Latino public policy center opens at ASU
Photo: Dr. David Daugherty, William Hart and Joseph Garcia
Morrison Institute
A new Latino public policy center aimed at increasing Arizona’s understanding of Latino issues related to state public policy, workforce, education and the economy has been launched at Arizona State University.
The Morrison Institute Latino Public Policy Center will add focus and emphasis to Latino issues. Joseph Garcia, a longtime educator, communication specialist and editor with experience and understanding of public policy and political issues in Arizona, will be the first director.
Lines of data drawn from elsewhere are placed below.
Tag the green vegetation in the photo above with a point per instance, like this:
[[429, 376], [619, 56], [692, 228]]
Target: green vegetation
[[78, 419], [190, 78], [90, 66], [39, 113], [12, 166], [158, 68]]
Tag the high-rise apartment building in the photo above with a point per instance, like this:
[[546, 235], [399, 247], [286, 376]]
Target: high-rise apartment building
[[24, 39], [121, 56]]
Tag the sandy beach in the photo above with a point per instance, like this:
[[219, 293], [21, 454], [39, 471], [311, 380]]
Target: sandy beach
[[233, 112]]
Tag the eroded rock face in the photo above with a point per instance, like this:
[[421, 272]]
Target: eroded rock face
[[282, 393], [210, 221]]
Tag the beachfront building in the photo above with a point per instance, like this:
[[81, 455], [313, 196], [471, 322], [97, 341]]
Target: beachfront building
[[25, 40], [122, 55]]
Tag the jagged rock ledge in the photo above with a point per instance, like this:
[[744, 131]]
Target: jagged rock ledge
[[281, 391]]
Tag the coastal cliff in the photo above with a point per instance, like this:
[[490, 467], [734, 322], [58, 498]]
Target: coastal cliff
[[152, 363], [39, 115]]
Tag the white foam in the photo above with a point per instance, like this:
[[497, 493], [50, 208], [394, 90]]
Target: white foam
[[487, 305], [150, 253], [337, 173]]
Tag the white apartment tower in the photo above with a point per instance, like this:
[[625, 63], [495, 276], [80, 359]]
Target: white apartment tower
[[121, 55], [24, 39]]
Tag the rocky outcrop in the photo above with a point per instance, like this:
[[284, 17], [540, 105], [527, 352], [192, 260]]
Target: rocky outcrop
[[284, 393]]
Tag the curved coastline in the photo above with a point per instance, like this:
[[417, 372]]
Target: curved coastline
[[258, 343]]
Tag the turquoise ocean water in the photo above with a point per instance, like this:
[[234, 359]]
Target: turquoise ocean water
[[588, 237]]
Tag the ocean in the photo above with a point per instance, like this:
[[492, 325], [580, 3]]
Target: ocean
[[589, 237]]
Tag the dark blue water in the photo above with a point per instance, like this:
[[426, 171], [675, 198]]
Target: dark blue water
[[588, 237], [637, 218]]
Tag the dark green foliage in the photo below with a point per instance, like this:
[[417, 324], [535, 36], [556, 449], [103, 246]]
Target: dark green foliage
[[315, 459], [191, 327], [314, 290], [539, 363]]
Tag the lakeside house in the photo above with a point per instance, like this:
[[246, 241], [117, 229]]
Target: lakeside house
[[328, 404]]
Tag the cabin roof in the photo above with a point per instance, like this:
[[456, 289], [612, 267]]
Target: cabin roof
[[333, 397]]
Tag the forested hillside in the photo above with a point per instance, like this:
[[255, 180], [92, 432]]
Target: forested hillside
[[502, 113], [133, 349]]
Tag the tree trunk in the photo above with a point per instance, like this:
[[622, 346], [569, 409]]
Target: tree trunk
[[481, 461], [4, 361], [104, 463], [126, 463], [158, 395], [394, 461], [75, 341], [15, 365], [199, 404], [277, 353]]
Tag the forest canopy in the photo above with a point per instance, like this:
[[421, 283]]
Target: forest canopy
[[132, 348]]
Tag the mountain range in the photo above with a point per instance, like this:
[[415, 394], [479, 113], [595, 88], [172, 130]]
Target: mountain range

“The new center is borne from the fact that by 2030 our state will be a majority minority,” said Sue Clark-Johnson, executive director of Morrison Institute. “As Morrison found in its 2012 study “Dropped? Latino Education and Arizona’s Economic Future,” there are very pragmatic consequences for Arizona if the Latino education gap is not addressed – issues of poverty, low income, high welfare, lower tax revenues. Those issues, from a public policy perspective, need to be discussed and dealt with as appropriate today.”
Instead of an advocacy center, it will be a place “for greater communication and dialogue for policy makers, citizens, community groups, business leaders and educators – all of whom are stakeholders in Arizona’s future,” she said.
The center’s first publication is “Arizona’s Emerging Latino Vote,” which uses data and projections to illustrate how the state’s political landscape will change because of the increasing Latino voter population – especially by 2030. That’s when the number of Latino citizens aged 20 and older will have increased by at least 178 percent since 2010. In contrast, the number of adult non-Latino Arizona citizens is expected to increase by only 42 percent during this period, according to the report.
“Arizona’s Emerging Latino Vote” is available at MorrisonInstitute.asu.edu/Latinos, along with “Dropped?” and other Latino-related briefs, blogs, videos, news and reports.
“More and more of our research, analysis and polling have to do with Latino public policy, as should be the case given our state and nation’s changing demographics,” said Dr. David Daugherty, director of research at Morrison Institute. “It makes perfect sense for Morrison Institute to house a Latino Center to collect and disseminate such important data and analysis for a more focused dialogue in recognition and informed anticipation of a changing Arizona.”
“We must work together, live together and succeed together,” Garcia said. “There is only one Arizona – there cannot be two, as data suggest exists today and even more so tomorrow if we allow two populations to be separated by inequities ranging from education to opportunity to financial security.
“There must be integrated balance to strengthen our state’s collective sustainability and chances for future success. And that begins with a greater understanding and appreciation of changing demographics, shifting dynamics and nuanced complexities in public policy,” he said.